Dans le cas présent, toutefois, des interrogations demeurent. A La Tribune, un fin connaisseur des câbles sous-marins ne cache pas sa perplexité. Le Danemark ne constitue pas, selon lui, une plaque tournante des communications européennes, et encore moins pour les échanges de données avec l'Allemagne et la France. Chercheuse au Centre lyonnais d'études de sécurité internationale et de défense (Clesid) et spécialiste des câbles sous-marins, Camille Morel est du même avis. « En matière de télécommunications, le Danemark n'est pas un hub central aujourd'hui, constate-t-elle. Il n'y a que des liaisons mineures qui partent de ce pays. » Certains câbles relient le Danemark à l'Allemagne, à la Norvège ou à la Suède. Un autre raccorde en revanche le pays au Royaume-Uni, pays éminemment stratégique pour les communications transatlantiques... Malgré cela, le Danemark est néanmoins devenu ces dernières années un pays privilégié par les Google, Apple ou Apple pour y implanter d'énormes data centers. Les géants du Net apprécient la fiabilité de l'approvisionnement en énergie renouvelable, comme la fraîcheur du climat, permettant de refroidir plus facilement les serveurs. Cela pourrait, peut-être, expliquer l'intérêt des renseignements américains pour ce pays.
« C'est extrêmement grave »
Camille Morel se dit aussi surprise par la teneur des informations récoltées, à savoir, selon DR, les contenus de certains échanges. « Les programmes d'écoutes de la NSA révélés par Snowden concernaient des métadonnées, c'est-à-dire des données techniques de connexion donnant des informations sur l'émetteur, le récepteur, peut-être le lieu d'émission, précise-t-elle.
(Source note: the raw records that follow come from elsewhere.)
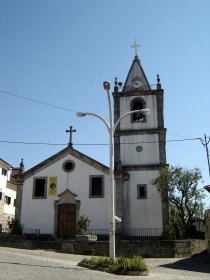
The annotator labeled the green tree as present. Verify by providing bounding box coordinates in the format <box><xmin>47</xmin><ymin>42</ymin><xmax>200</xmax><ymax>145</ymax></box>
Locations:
<box><xmin>152</xmin><ymin>166</ymin><xmax>206</xmax><ymax>239</ymax></box>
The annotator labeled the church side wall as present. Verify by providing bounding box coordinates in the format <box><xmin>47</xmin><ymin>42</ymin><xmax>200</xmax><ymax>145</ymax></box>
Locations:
<box><xmin>125</xmin><ymin>170</ymin><xmax>163</xmax><ymax>229</ymax></box>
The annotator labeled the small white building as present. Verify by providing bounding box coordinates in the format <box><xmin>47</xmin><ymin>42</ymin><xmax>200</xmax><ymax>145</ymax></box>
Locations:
<box><xmin>0</xmin><ymin>158</ymin><xmax>20</xmax><ymax>230</ymax></box>
<box><xmin>17</xmin><ymin>50</ymin><xmax>169</xmax><ymax>238</ymax></box>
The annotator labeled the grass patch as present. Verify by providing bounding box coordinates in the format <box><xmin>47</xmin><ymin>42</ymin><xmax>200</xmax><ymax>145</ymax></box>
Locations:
<box><xmin>79</xmin><ymin>256</ymin><xmax>149</xmax><ymax>274</ymax></box>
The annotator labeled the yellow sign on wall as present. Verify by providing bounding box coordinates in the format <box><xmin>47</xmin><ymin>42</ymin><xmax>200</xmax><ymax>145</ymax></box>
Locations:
<box><xmin>48</xmin><ymin>176</ymin><xmax>57</xmax><ymax>196</ymax></box>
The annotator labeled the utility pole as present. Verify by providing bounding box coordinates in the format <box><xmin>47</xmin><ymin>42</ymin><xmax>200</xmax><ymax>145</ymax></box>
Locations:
<box><xmin>200</xmin><ymin>134</ymin><xmax>210</xmax><ymax>179</ymax></box>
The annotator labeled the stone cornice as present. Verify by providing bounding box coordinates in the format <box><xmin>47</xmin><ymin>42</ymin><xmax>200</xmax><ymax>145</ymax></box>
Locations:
<box><xmin>113</xmin><ymin>89</ymin><xmax>164</xmax><ymax>98</ymax></box>
<box><xmin>114</xmin><ymin>128</ymin><xmax>167</xmax><ymax>136</ymax></box>
<box><xmin>121</xmin><ymin>163</ymin><xmax>167</xmax><ymax>171</ymax></box>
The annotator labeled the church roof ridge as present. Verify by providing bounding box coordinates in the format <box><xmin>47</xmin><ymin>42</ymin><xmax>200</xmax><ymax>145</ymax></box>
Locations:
<box><xmin>23</xmin><ymin>146</ymin><xmax>109</xmax><ymax>179</ymax></box>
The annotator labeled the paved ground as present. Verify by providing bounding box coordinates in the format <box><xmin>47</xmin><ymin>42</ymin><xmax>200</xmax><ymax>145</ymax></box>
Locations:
<box><xmin>0</xmin><ymin>246</ymin><xmax>209</xmax><ymax>279</ymax></box>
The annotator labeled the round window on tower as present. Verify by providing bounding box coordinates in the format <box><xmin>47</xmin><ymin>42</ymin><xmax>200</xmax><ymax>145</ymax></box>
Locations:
<box><xmin>62</xmin><ymin>160</ymin><xmax>75</xmax><ymax>173</ymax></box>
<box><xmin>136</xmin><ymin>146</ymin><xmax>143</xmax><ymax>152</ymax></box>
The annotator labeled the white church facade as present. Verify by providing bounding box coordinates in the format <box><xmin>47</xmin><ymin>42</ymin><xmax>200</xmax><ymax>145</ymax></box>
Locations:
<box><xmin>18</xmin><ymin>148</ymin><xmax>110</xmax><ymax>237</ymax></box>
<box><xmin>16</xmin><ymin>50</ymin><xmax>168</xmax><ymax>238</ymax></box>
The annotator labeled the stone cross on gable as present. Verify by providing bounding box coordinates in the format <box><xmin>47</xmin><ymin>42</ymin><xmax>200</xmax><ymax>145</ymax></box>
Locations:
<box><xmin>66</xmin><ymin>126</ymin><xmax>76</xmax><ymax>147</ymax></box>
<box><xmin>131</xmin><ymin>39</ymin><xmax>140</xmax><ymax>57</ymax></box>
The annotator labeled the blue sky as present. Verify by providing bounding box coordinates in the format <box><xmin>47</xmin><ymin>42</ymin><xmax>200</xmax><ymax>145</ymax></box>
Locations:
<box><xmin>0</xmin><ymin>0</ymin><xmax>210</xmax><ymax>202</ymax></box>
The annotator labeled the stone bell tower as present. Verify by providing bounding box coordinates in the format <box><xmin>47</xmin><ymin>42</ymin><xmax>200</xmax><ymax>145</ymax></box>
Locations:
<box><xmin>113</xmin><ymin>43</ymin><xmax>168</xmax><ymax>234</ymax></box>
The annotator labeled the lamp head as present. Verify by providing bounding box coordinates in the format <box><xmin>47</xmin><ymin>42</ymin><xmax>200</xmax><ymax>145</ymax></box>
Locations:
<box><xmin>140</xmin><ymin>108</ymin><xmax>150</xmax><ymax>115</ymax></box>
<box><xmin>76</xmin><ymin>112</ymin><xmax>87</xmax><ymax>118</ymax></box>
<box><xmin>103</xmin><ymin>80</ymin><xmax>110</xmax><ymax>91</ymax></box>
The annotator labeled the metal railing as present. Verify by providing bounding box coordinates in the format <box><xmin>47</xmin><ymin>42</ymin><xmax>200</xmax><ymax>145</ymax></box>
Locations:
<box><xmin>83</xmin><ymin>228</ymin><xmax>163</xmax><ymax>241</ymax></box>
<box><xmin>0</xmin><ymin>224</ymin><xmax>40</xmax><ymax>236</ymax></box>
<box><xmin>23</xmin><ymin>228</ymin><xmax>40</xmax><ymax>236</ymax></box>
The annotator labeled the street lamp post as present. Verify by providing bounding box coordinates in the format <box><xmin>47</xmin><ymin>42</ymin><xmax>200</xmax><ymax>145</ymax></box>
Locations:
<box><xmin>77</xmin><ymin>81</ymin><xmax>150</xmax><ymax>259</ymax></box>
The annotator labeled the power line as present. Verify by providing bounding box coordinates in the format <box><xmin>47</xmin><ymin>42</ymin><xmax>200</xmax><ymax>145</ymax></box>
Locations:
<box><xmin>0</xmin><ymin>137</ymin><xmax>204</xmax><ymax>146</ymax></box>
<box><xmin>0</xmin><ymin>89</ymin><xmax>77</xmax><ymax>113</ymax></box>
<box><xmin>166</xmin><ymin>137</ymin><xmax>201</xmax><ymax>143</ymax></box>
<box><xmin>0</xmin><ymin>140</ymin><xmax>67</xmax><ymax>146</ymax></box>
<box><xmin>0</xmin><ymin>89</ymin><xmax>209</xmax><ymax>149</ymax></box>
Elles donnaient des informations sur la fréquence des communications entre des individus, leur évolution, mais pas sur ce qui était échangé. »
Cette nouvelle affaire et la possible implication du gouvernement danois suscite, quoi qu'il en soit, la colère des autres pays européens. « C'est extrêmement grave, il faut vérifier si nos partenaires de l'UE, Danois, ont commis des erreurs ou des fautes dans leur coopération avec les services américains », a déclaré Clément Beaune, le secrétaire d'Etat français aux Affaires européennes. Si des responsables politiques ont bien été espionnés, il brandit la possibilité d'« en tirer les conséquences en termes de coopération ». L'Allemagne, de son côté, s'est mise « en contact avec tous les interlocuteurs nationaux et internationaux pour obtenir des clarifications », a déclaré, sobrement, le porte-parole du gouvernement lors d'un point de presse. La Suède et la Norvège ont également demandé des explications.